No pain, no gain: changing the face of body modification culture stereotypes, practices, and the law

Take a second to think about this. Do you, or anyone you know, have a piercing, tattoo, or other form of aesthetic body modification? Have you ever seen somebody with any body modifications? Chances are, you’ve said yes to both of those questions, so let’s get down to what matters: smashing the stereotypes surrounding body mods and creating a new era of enlightenment around them.

In 1998, a survey revealed that intravenous drug use and youths with tattoos and piercings were strongly correlated, leading to bloodborne diseases from shared needles. This deadweight stereotype has been dragged into the 21st century, where laws governing hygiene and training practices are needed to keep any respectable body mod artist afloat. While the glass ceiling separating the decorated and the unornamented is cracking, it’s yet to shatter due to the early pigeonholing of a subculture of “freaks” as drug-addled, problem kids. If you’re somehow unfortunately still lumped into this mindset, consider the number of lovely individuals history has produced, who are rather lacking in the body mod area.

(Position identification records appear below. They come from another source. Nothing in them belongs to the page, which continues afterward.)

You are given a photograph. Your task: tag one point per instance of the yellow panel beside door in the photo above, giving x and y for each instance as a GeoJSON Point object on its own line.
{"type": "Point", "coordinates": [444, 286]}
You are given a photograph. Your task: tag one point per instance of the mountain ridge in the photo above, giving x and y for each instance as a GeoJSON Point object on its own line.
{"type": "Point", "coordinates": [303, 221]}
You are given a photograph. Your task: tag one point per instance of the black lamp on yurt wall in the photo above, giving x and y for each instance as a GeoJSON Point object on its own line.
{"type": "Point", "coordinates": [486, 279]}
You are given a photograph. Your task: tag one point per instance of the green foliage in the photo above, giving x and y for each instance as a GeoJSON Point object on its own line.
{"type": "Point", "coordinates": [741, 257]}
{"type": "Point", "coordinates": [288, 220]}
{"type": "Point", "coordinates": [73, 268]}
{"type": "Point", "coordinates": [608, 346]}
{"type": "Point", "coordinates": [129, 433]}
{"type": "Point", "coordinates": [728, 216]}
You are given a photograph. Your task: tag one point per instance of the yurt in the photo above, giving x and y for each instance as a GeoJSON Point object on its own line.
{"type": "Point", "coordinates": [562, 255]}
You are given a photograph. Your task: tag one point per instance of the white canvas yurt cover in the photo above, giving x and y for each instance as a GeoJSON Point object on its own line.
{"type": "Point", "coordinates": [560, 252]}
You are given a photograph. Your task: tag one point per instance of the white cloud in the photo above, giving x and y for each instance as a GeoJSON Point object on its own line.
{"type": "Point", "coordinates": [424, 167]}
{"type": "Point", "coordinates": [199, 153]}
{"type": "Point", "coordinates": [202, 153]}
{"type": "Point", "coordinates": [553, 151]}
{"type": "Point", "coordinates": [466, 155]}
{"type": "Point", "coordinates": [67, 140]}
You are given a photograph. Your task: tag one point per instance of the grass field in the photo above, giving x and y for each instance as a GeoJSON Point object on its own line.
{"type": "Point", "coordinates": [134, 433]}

The same 1998 survey revealed that 10% of people aged 14 and over have had a tattoo and 8% have a body piercing besides their ears. Mods aren’t a new fad at all- it’s been done for thousands of years and it’s not uncommon in many cultures (think India’s piercing traditions and Maori facial tattoos). Western stigmatization is an unfortunate byproduct of taking a social and cultural phenomenon no different or damaging to having a smoke out of context. Taking into consideration their ever-growing prevalence…

…it’s time to get serious. To be fair, health risks associated with body mods are very real, though not everyone’s keen to admit it. A big problem is that laws governing body mods aren’t nationally enforced in Australia, and vary from state to state. Aside from the Professional Tattooing Organisation of Australia working with government health officials to regulate safe practices, the world of body mods is still riddled with potholes. This precarious situation can afford for dodgy practitioners to jump through legal loopholes, leaving the uninformed at serious risk of catching anything from HIV to hep C. Worse, there is no formal schooling in the practice of body mods- an apprenticeship and some equipment is really all you need to get started in your “professional” career as a piercer or tattoo artist.

It boils down to this: for change to happen, it’s a two-way street where the term “no pain, no gain” applies to more than just needles and skin. The more the law cracks down on the industry, the more likely it is that body modification practices are conducted safely and sensibly. For the enthusiasts, a growing community is scattered nationwide in Australia. While the old stereotypes may still stand due to a few individuals who are a little slower on the uptake…

…don’t let this put you off getting that piercing or tattoo you’ve always wanted. The times, they are a-changin’, and the future’s looking brighter than the metal in a fresh piercing.